In order to preserve a continuity of treatment, some notice must be taken of this enquiry here, though, as in the case of the last argument, any thorough discussion of the subject is impossible at the present stage. For one thing, it would involve too much employment of mathematics, or at any rate of mathematical conceptions, to be suitable for the general plan of this treatise: I have accordingly devoted a special chapter to the consideration of it.
The main reason, however, against discussing this argument here, is, that to do so would involve the anticipation of a totally different side of the science of Probability from that hitherto treated of. This must be especially insisted upon, as the neglect of it involves much confusion and some error. During these earlier chapters we have been entirely occupied with laying what may be called the physical foundations of Probability.
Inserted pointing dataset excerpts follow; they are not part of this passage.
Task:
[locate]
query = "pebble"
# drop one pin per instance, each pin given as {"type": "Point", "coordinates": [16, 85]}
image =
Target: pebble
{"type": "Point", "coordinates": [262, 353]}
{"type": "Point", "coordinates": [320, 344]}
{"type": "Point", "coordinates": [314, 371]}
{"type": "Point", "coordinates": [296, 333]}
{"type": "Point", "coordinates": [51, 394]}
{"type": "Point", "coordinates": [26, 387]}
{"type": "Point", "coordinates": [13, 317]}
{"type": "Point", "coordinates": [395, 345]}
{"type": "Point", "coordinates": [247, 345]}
We have done nothing else than establish, in one way or another, the existence of certain groups or arrangements of things which are found to present themselves in nature; we have endeavoured to explain how they come to pass, and we have illustrated their principal characteristics. But these are merely the foundations of Inference, we have not yet said a word upon the logical processes which are to be erected upon these foundations. We have not therefore entered yet upon the logic of chance.